The periodic table of elements has four new entries, and one of them bears the name of the Volunteer State. Element 117 was discovered in 2010 by the Joint Institute for Nuclear Research (JINR), a collaboration between Russian and American scientists who are trying to create ever-heavier elements. 117 was tentatively named “ununseptium”, but today the International Union of Pure and Applied Chemistry announced that its official name will henceforth be “Tennessine”. Since the Joint Institute for Nuclear Research discovered two different elements at the same time, the Russian team was allowed to name element 115 “Moscovium”, and the American team, based in Oak Ridge, was given rights to name 117 Tennessine. Its chemical symbol is Ts.
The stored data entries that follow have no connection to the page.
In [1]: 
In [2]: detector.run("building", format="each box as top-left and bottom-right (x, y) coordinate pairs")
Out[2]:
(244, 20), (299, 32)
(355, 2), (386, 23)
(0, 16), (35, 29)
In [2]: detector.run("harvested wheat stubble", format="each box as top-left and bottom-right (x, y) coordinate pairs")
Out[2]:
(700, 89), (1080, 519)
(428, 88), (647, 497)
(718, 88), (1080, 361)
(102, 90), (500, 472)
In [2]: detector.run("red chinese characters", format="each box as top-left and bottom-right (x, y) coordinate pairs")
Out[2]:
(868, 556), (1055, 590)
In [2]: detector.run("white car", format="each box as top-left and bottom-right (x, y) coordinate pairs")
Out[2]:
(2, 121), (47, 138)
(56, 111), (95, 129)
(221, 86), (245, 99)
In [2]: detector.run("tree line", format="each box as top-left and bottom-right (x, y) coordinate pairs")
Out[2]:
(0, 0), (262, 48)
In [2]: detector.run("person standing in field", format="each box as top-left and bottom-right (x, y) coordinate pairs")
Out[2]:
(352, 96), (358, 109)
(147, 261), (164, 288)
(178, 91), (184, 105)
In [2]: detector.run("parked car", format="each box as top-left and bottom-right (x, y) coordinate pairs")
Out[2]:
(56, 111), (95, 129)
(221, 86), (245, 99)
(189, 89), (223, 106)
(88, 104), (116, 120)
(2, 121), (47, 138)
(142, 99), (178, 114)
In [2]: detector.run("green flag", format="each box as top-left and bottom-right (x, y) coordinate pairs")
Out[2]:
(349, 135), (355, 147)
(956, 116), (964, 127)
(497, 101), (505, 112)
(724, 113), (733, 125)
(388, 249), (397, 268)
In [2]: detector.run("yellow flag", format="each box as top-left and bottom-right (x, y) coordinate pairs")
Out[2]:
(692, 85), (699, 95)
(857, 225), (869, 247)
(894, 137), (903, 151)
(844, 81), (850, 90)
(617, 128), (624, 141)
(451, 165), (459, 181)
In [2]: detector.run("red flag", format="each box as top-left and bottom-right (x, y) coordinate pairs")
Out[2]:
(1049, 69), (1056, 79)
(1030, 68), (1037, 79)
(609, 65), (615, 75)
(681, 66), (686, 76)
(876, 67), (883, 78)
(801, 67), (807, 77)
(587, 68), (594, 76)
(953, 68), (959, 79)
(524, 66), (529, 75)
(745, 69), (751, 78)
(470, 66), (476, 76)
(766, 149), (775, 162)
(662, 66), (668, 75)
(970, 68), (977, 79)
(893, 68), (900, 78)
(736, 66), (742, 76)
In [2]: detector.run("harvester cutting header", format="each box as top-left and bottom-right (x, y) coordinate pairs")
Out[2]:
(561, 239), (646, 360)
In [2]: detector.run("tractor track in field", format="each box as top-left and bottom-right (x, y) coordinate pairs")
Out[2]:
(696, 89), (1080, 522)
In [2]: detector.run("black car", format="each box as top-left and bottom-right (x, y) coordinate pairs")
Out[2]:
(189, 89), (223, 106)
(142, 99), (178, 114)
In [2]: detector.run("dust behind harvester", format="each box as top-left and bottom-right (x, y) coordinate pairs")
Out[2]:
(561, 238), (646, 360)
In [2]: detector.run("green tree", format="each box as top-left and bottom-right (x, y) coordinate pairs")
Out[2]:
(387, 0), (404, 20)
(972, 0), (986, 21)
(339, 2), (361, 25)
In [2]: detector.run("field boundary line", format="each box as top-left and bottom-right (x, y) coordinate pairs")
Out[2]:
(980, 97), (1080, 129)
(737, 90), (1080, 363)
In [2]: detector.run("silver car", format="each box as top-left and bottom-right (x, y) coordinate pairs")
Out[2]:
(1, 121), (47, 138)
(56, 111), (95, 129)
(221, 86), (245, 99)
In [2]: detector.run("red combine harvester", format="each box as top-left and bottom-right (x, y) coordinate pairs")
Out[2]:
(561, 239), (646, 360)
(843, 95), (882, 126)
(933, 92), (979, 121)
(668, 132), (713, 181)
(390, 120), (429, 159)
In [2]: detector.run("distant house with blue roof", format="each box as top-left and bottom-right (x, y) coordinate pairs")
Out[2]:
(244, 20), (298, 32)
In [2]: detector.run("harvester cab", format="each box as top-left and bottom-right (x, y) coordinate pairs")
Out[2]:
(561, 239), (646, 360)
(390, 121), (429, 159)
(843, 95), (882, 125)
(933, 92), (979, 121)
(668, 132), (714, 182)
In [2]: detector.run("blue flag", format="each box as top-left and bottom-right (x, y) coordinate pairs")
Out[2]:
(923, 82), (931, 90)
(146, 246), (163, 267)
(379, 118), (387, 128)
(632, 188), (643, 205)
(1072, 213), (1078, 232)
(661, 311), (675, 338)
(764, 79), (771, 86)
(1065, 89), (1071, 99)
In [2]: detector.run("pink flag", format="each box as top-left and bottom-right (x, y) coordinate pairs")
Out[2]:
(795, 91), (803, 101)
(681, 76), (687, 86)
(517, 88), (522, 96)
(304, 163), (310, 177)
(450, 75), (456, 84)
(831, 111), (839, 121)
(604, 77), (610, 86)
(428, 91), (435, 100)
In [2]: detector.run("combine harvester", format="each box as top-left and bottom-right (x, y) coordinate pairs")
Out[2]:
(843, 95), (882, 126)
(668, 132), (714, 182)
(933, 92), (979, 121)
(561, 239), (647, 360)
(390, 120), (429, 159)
The “-ine” suffix indicates it is a part of the group of elements known as halogens.
Like most elements that far down the periodic table, Tennessine is extremely unstable, with a half-life of less than one second. Nevertheless, the JINR researchers believe its existence proves the longstanding theoretical concept of the “island of stability”, a predicted set of superheavy atomic nuclei whose configurations would lead to much longer-lived elements.
The two other elements named today are 113 Nihonium, which was named for Japan where it was discovered, and 118 Oganesson, which was named for its discoverer Yuri Oganessian.